A un anno e mezzo di distanza dal collasso (era marzo del 2023), è il momento riavvolgere la pellicola del Credit Suisse, soffermandosi su ogni singolo fotogramma. Perché l'obiettivo, è scovare i più piccoli dettagli nascosti tra le ombre della cellulosa; un po' come avviene nei migliori noir alla Orson Welles. A volerci vedere chiaro è la Finma, l'equivalente svizzero dalla Consob, che - scrive Reuters riprendendo il quotidiano SonntagsZeitung - ha ordinato un'indagine sui quindici mesi che hanno preceduto il salvataggio del Credit Suisse per mano della rivale storica Ubs.
I soggetti coinvolti hanno preferito non commentare ma, come nei polizieschi, nel corso dell'audit sarebbero stati interrogati una dozzina di dipendenti attuali e del passato dei due istituti di credito, affidando il lavoro allo studio legale Wenger Plattner. La mossa segue un documento riservato che Berna avrebbe recapitato al Credit Suisse nel febbraio del 2023 puntando il dito sulla gestione della crisi. L'obiettivo è ora capire come il vecchio management abbia gestito e comunicato il progressivo implodere della situazione tra fughe di dati, multe milionarie alle isole Bermuda e financo accuse di riciclaggio. Fino alla scena del crimine finale quando, era il 15 marzo del 2023, l'Arabia Saudita ha fatto capire di non avere alcuna intenzione di versare ulteriori risorse nella pancia del Credit Suisse, scatenando il panico in Borsa. All'epoca la Saudi National Bank, la maggiore banca commerciale del Paese, possedeva il 9,9% dell'istituto.
In particolare, l'indagine in corso comprenderebbe aspetti quali il momento in cui è apparso chiaro che il Credit Suisse non sarebbe più stato in grado di camminare da solo, il saliscendi della liquidità nei suoi forzieri, la solidità del patrimonio netto e, più in generale, dell'intera gestione finanziaria.
Accanto all'Autorità elvetica, è al lavoro per approfondire l'accaduto anche una commissione parlamentare: la relazione è attesa entro la fine dell'anno. A seguire il Parlamento potrebbe imporre requisiti patrimoniali più severi ai propri istituti, al fine di prevenire altre figuracce globali.
Oltre a lasciare una profonda ferita nel Paese, tanto orgoglioso della riservatezza nel credito quanto della qualità del suo cioccolato amaro, la débâcle del Credit Suisse ha falcidiato non solo gli azionisti ma ha fatto un falò delle particolari obbligazioni AT1 (additional tier 1), il cui valore è stato azzerato nell'ambito del salvataggio avvenuto sotto l'egida dello Stato.
Ore convulse fino a quando i rivali storici di Ubs si sono messi in tasca un accordo blindato per rilevare la banca per 3 miliardi di franchi, il triplo di quanto avevano offerto solo pochi giorni prima e che il Credit Suisse aveva respinto.
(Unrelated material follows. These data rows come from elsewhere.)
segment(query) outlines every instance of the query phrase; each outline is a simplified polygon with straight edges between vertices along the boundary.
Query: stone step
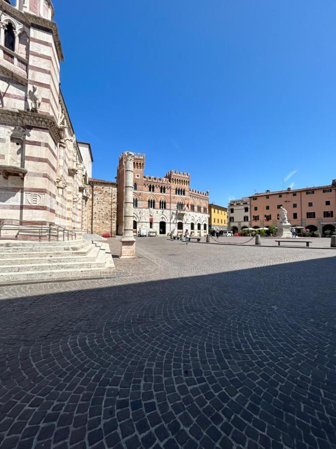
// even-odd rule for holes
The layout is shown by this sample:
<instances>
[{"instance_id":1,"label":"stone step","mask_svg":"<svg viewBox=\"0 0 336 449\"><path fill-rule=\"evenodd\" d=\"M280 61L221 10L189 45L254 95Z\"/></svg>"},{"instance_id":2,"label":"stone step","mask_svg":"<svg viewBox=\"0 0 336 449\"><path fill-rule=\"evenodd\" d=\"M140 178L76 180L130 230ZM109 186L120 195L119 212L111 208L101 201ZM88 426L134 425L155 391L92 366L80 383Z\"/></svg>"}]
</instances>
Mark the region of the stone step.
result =
<instances>
[{"instance_id":1,"label":"stone step","mask_svg":"<svg viewBox=\"0 0 336 449\"><path fill-rule=\"evenodd\" d=\"M3 243L2 242L1 242ZM17 242L0 244L0 284L52 279L104 278L115 273L108 243Z\"/></svg>"},{"instance_id":2,"label":"stone step","mask_svg":"<svg viewBox=\"0 0 336 449\"><path fill-rule=\"evenodd\" d=\"M96 260L100 248L89 247L85 251L62 251L55 253L41 252L1 253L0 266L7 265L24 265L30 263L62 263L65 262L90 262Z\"/></svg>"},{"instance_id":3,"label":"stone step","mask_svg":"<svg viewBox=\"0 0 336 449\"><path fill-rule=\"evenodd\" d=\"M61 263L30 263L23 265L2 265L1 266L1 272L7 273L14 271L44 271L50 269L53 271L63 269L72 270L80 268L98 268L104 267L105 265L105 261L103 259L99 260L98 257L95 260L87 261L86 258L83 260L79 262L62 262Z\"/></svg>"},{"instance_id":4,"label":"stone step","mask_svg":"<svg viewBox=\"0 0 336 449\"><path fill-rule=\"evenodd\" d=\"M55 252L78 251L89 247L92 242L89 240L74 240L70 242L32 242L22 241L13 242L10 240L0 241L0 256L3 252L44 252L48 251Z\"/></svg>"},{"instance_id":5,"label":"stone step","mask_svg":"<svg viewBox=\"0 0 336 449\"><path fill-rule=\"evenodd\" d=\"M107 265L104 268L77 268L71 270L67 269L58 269L57 271L45 270L40 271L12 271L0 273L0 285L8 283L18 283L24 281L104 278L114 277L115 273L114 264Z\"/></svg>"}]
</instances>

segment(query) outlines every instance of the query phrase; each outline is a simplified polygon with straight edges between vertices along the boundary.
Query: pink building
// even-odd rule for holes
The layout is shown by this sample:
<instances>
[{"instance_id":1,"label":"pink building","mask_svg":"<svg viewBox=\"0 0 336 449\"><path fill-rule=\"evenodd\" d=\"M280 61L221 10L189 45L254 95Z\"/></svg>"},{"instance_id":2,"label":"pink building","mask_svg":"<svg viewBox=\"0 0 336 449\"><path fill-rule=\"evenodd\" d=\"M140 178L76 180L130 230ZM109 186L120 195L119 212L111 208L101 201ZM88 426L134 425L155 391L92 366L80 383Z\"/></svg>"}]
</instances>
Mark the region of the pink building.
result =
<instances>
[{"instance_id":1,"label":"pink building","mask_svg":"<svg viewBox=\"0 0 336 449\"><path fill-rule=\"evenodd\" d=\"M249 197L252 227L277 226L281 206L293 226L302 226L321 235L336 230L336 180L331 184L256 193Z\"/></svg>"}]
</instances>

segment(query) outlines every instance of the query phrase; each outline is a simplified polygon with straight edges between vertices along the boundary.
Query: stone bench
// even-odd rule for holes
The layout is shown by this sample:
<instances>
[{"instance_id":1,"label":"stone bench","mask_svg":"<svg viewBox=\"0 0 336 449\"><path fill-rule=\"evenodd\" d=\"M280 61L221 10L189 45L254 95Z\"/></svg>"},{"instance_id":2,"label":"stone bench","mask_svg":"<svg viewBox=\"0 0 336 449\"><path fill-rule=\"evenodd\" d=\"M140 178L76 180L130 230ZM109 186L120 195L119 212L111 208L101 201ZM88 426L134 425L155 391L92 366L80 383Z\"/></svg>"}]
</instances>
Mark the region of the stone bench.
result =
<instances>
[{"instance_id":1,"label":"stone bench","mask_svg":"<svg viewBox=\"0 0 336 449\"><path fill-rule=\"evenodd\" d=\"M193 238L194 240L197 240L197 241L201 241L201 237L199 235L191 235L188 238L189 240L191 240Z\"/></svg>"},{"instance_id":2,"label":"stone bench","mask_svg":"<svg viewBox=\"0 0 336 449\"><path fill-rule=\"evenodd\" d=\"M289 240L288 239L286 239L286 240L276 240L275 241L278 242L278 246L280 246L280 243L282 242L282 243L296 243L297 242L300 242L300 243L305 243L306 246L309 246L309 243L312 243L312 240L301 240L301 238L295 238L293 240Z\"/></svg>"}]
</instances>

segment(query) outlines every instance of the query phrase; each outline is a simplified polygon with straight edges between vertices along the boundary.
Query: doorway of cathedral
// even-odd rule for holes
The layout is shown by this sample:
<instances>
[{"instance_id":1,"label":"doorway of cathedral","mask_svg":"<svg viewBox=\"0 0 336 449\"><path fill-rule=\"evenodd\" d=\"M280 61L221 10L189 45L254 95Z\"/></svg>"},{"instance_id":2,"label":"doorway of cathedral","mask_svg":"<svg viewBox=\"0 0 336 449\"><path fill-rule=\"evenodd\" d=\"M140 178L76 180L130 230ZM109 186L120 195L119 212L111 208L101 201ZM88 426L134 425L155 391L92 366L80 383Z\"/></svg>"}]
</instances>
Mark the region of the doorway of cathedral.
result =
<instances>
[{"instance_id":1,"label":"doorway of cathedral","mask_svg":"<svg viewBox=\"0 0 336 449\"><path fill-rule=\"evenodd\" d=\"M160 222L160 233L166 235L166 222Z\"/></svg>"}]
</instances>

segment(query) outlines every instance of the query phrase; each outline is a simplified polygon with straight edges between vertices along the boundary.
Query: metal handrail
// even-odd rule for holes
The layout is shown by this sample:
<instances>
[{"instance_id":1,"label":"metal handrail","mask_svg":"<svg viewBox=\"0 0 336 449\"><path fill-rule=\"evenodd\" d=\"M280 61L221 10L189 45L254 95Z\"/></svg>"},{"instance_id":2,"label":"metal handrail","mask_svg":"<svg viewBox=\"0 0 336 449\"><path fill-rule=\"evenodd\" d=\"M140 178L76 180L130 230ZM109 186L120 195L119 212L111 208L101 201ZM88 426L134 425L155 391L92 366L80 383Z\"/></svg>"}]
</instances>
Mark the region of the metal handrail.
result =
<instances>
[{"instance_id":1,"label":"metal handrail","mask_svg":"<svg viewBox=\"0 0 336 449\"><path fill-rule=\"evenodd\" d=\"M7 223L6 223L7 222ZM59 241L60 232L61 235L63 234L63 240L65 241L66 240L66 236L67 239L69 241L71 237L71 240L76 240L77 239L77 232L72 229L67 229L63 226L60 226L58 224L54 224L50 223L49 224L45 224L43 222L36 222L33 224L27 224L22 222L22 220L11 220L9 219L0 219L0 238L1 238L1 230L4 225L18 225L20 227L26 227L27 228L34 227L36 228L37 231L37 236L39 241L41 241L44 235L48 237L48 241L51 240L51 237L56 236L56 240ZM19 234L19 231L18 232L15 237L8 237L8 239L11 239L13 238L17 238L17 235ZM35 236L36 235L36 232L31 233L27 232L26 235L28 236Z\"/></svg>"}]
</instances>

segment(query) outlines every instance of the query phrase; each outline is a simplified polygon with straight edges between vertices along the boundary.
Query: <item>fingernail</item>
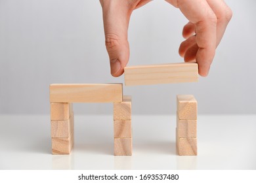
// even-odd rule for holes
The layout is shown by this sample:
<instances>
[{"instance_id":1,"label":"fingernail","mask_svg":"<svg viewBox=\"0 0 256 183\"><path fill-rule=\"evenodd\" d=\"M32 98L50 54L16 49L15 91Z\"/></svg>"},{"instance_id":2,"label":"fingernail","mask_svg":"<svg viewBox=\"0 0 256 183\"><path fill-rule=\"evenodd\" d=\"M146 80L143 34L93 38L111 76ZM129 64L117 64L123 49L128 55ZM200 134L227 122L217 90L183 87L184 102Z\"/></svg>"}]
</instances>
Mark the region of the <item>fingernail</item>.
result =
<instances>
[{"instance_id":1,"label":"fingernail","mask_svg":"<svg viewBox=\"0 0 256 183\"><path fill-rule=\"evenodd\" d=\"M110 60L110 68L111 68L111 75L115 76L116 74L121 69L121 63L119 59L111 59Z\"/></svg>"}]
</instances>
Nel frattempo, pur di evitare una nazionalizzazione, la banca centrale elvetica aveva messo sul tavolo una linea di liquidità monstre da 100 miliardi.
Un fatto a cui sono seguiti una serie di ricorsi ancora pendenti in tribunale.
Anche perché l'intero salvataggio di Credit Suisse è stato orchestrato nel segreto degli uffici evitando, con una eccezione di legge, di passare dal voto dell'assemblea. La fusione, divenuta effettiva da luglio, porterà al taglio di ulteriori 3mila posti di lavoro. Abbastanza per la trama di un thriller.